THT-sleepy commented 1 year ago

Thank you for your reply!

I have single sample WGS data seqencing to 60X, so I suppose that I should exclude samples bearing too few mutations.

By the way,for those samples,mutations are so few because we excluded mutations lying on non-diploid regions for simplicity and those samples all have extensively CNVs across all chromosomes.

Thanks again!

aroth85 commented 1 year ago

In that case I would include the SNVs in CNV regions. One of the key features of the PyClone model is correcting for CNV effects.

THT-sleepy commented 1 year ago

Thank you,

But we only have total cn data. If I set major_cn to total_cn, minor_cn as 0, I think I can't get accurate CCF estimation of SNVs in CNV regions because pyclone-vi would consider SNVs happen after CNVs and will always allow one mutation to major allele in this case as you said in a previous issue. As multiplicity(mutation copies ) will be affected by CNV and CCF will be affected by multiplicity, I think pyclone-vi can't give right CCF estimation for SNVs in CNV regions.

In addition, we're also testing another tool called Pairtree whose author also excluded SNVs in CNV regions in his lately paper (https://www.ncbi.nlm.nih.gov/pmc/articles/PMC7122013/) and we are trying to keep preprocess on SNVs coincident.
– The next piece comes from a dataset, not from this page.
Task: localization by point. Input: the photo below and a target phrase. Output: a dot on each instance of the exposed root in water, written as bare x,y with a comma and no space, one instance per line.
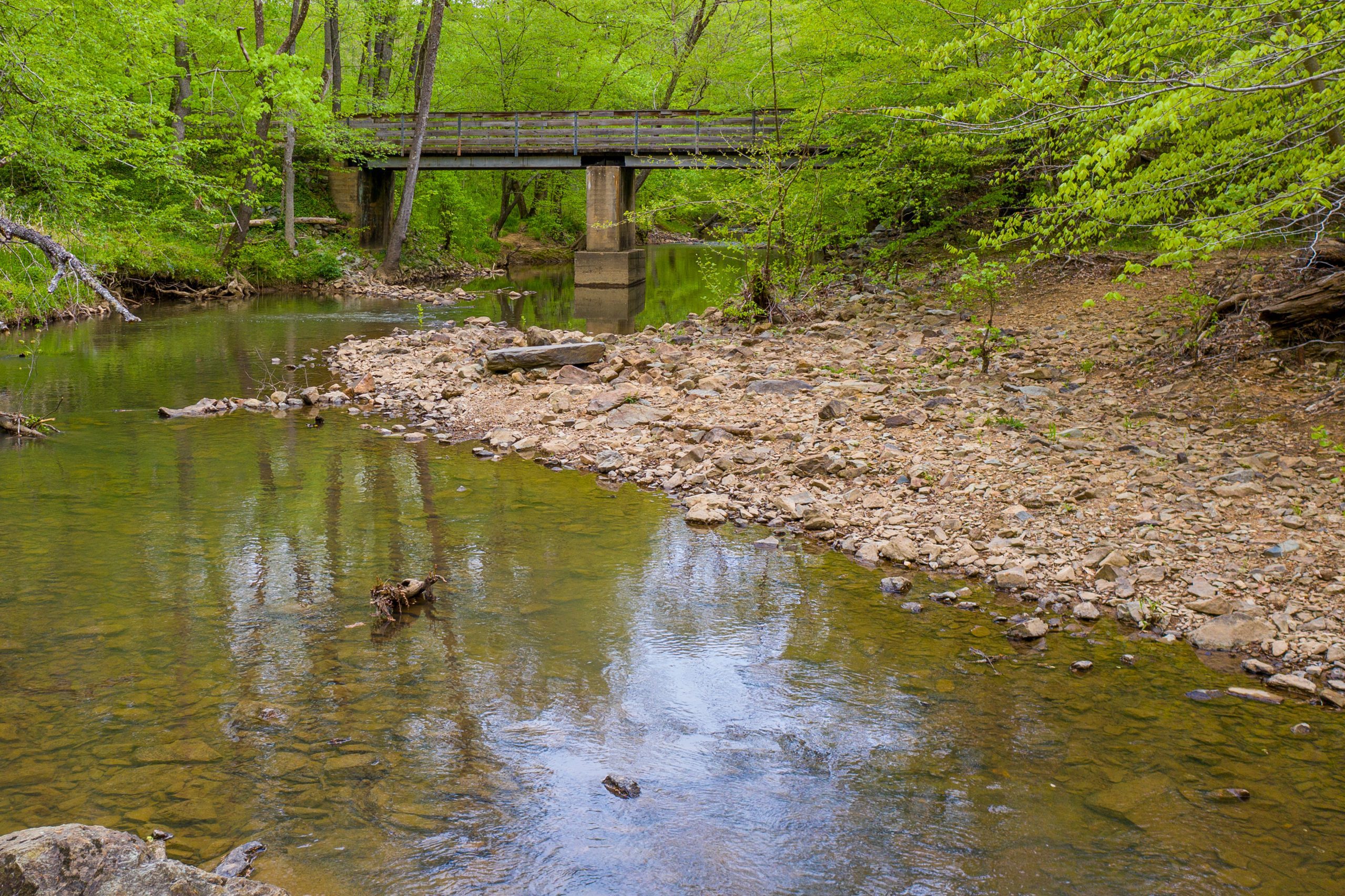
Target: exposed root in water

To avoid misunderstanding, we compare the results of both tools only to get more solid results, comparing tools for clustering mutations isn't our mainly work.

Thanks again!

THT-sleepy commented 1 year ago

Thank you,

But we only have total cn data. If I set major_cn to total_cn, minor_cn as 0, I think I can't get accurate CCF estimation of SNVs in CNV regions because pyclone-vi would consider SNVs happen after CNVs and will always allow one mutation to major allele in this case as you said in a previous issue. As multiplicity(mutation copies ) will be affected by CNV and CCF will be affected by multiplicity, I think pyclone-vi can't give right CCF estimation for SNVs in CNV regions.
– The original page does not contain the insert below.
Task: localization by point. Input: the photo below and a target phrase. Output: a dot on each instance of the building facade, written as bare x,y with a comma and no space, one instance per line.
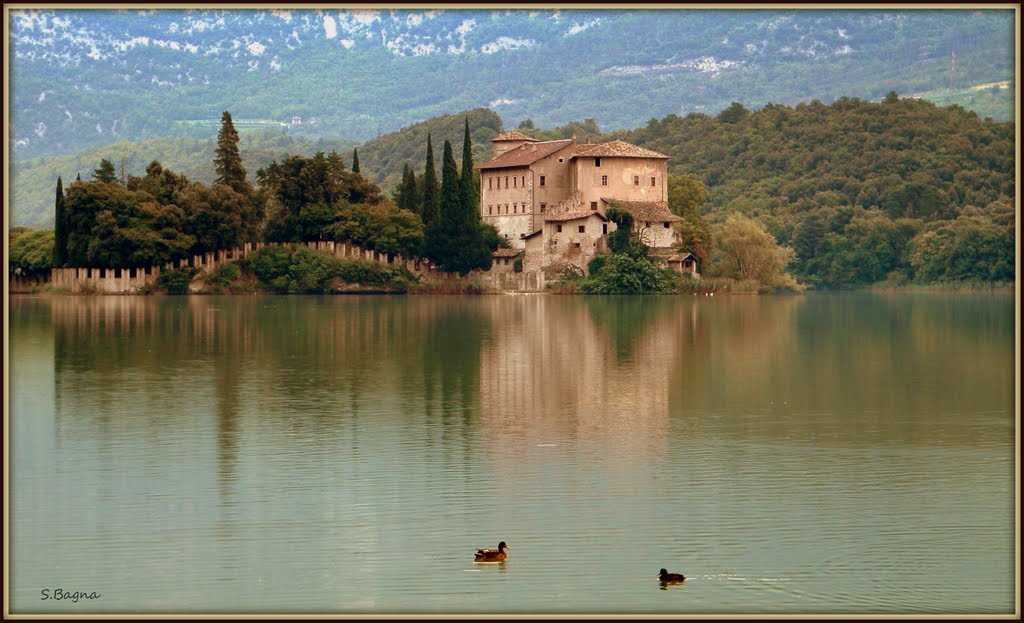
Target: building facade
552,189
In addition, we're also testing another tool called Pairtree whose author also excluded SNVs in CNV regions in his lately paper (https://www.ncbi.nlm.nih.gov/pmc/articles/PMC7122013 IF: 28.2 Q1 B1/) and we are trying to keep preprocess on SNVs coincident.
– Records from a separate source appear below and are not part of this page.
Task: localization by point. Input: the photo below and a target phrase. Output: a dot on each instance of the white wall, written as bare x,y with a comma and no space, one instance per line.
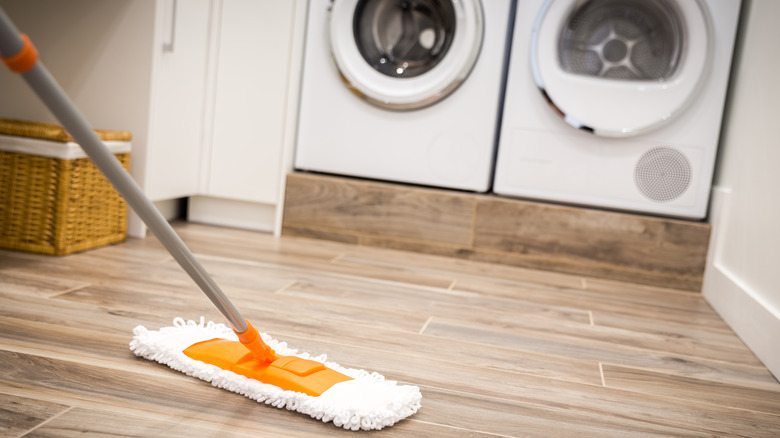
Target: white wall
742,280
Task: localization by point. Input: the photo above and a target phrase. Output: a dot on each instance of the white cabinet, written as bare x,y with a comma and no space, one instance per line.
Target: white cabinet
178,98
256,77
208,88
To avoid misunderstanding, we compare the results of both tools only to get more solid results, comparing tools for clustering mutations isn't our mainly work.

Thanks again!

I'm sorry that I have misunderstanded how Pyclone-vi will calculate multiplicity of the mutation when provided with total copy number data(set major_cn = total_cn,minor_cn = 0). It will correct for CNV effects rather than always allowing one mutation to major allele.I hope the previous comment didn't misguide anyone.